Promoted to lieutenant colonel in 1971, Moore was given command of 42 Commando, completing two tours of duty in Northern Ireland, one in the then Provisional Irish Republican Army (IRA) stronghold of New Lodge. This included participation in the high-profile Operation Motorman to eliminate areas proclaimed by the IRA as "no-go" to the Army and police. He was appointed an Officer of the Order of the British Empire in 1973.

Moore commanded the Royal Marines School of Music from 1973 to 1975, and then studied at the Royal College of Defence Studies in 1976. He commanded 3 Commando Brigade from 1977-1979. On promotion he was appointed Major General Royal Marine Commando Forces. He was on the verge of retirement in 1981 when the Commandant General Royal Marines, Lieutenant General Sir Steuart Pringle, was badly injured by a bomb planted by the IRA. Moore remained as Major General Commando Forces to cover for Pringle while he recovered. He was appointed a Companion of the Order of the Bath in 1982.

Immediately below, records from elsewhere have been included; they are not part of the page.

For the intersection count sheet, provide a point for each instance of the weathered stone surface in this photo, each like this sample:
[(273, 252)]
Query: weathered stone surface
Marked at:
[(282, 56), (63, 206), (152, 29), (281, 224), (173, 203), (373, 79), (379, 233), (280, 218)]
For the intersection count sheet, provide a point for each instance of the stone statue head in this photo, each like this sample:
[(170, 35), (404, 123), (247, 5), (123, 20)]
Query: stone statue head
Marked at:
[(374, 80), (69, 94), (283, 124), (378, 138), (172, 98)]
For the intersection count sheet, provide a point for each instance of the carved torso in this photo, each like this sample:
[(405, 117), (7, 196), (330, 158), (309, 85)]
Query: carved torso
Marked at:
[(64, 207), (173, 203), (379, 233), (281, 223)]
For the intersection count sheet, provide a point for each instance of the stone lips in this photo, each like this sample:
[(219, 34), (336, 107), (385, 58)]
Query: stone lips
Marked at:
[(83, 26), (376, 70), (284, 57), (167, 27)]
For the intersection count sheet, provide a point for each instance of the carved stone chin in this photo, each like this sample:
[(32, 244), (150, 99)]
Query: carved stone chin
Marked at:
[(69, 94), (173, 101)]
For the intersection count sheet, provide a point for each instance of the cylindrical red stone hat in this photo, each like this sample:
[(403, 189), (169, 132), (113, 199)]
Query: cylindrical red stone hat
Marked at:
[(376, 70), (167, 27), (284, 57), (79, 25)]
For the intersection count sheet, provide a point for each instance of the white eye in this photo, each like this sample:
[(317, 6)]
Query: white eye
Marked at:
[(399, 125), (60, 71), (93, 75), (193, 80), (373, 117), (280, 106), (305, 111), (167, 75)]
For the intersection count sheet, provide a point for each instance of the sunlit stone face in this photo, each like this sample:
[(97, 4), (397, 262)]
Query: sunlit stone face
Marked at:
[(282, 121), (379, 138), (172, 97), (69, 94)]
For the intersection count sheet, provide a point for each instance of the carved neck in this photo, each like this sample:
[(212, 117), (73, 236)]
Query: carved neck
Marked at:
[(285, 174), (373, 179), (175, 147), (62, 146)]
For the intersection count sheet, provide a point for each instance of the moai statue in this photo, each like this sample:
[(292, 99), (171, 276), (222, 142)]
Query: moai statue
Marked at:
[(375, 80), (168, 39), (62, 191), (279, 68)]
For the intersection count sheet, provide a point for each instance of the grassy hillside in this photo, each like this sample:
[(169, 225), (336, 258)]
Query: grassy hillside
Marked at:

When Argentina invaded the Falkland Islands on 2 April 1982 Moore joined the task force planning team at Northwood before flying south to take command of land forces in theatre. Moore relieved Brigadier Julian Thompson as the land forces commander when he arrived shortly before the 5th Infantry Brigade, travelling ahead on to reach the islands on 30 May. Moore implemented the plans proposed by Thompson, with the British soldiers and marines forced to march across the arduous terrain of East Falkland island in the absence of sufficient helicopters, and assault and overcome Argentine resistance outside Port Stanley. He accepted the surrender of the Argentine commander, General de Brigada Mario Menéndez, in Port Stanley on 15 June 1982.

Moore was advanced to Knight Commander of the Order of the Bath on 11 October 1982 "in recognition of service within the operations in the South Atlantic", and left the Marines in 1983. He became Director General of the Food Manufacturers Federation, but left 18 months later. Later in life, he raised money for research into liver diseases after having a liver transplant. He was Colonel Commandant of the Royal Marines from 1990 to 1993, and joined the parade to commemorate the 25th anniversary of the Falklands War at Horse Guards Parade and the Mall on 17 June 2007.

==Family==
Moore married his wife, Veryan, in 1966. They had two daughters and a son. In later years, he suffered from arthritis and prostate cancer. Moore died on 15 September 2007, aged 79, survived by his wife and three children.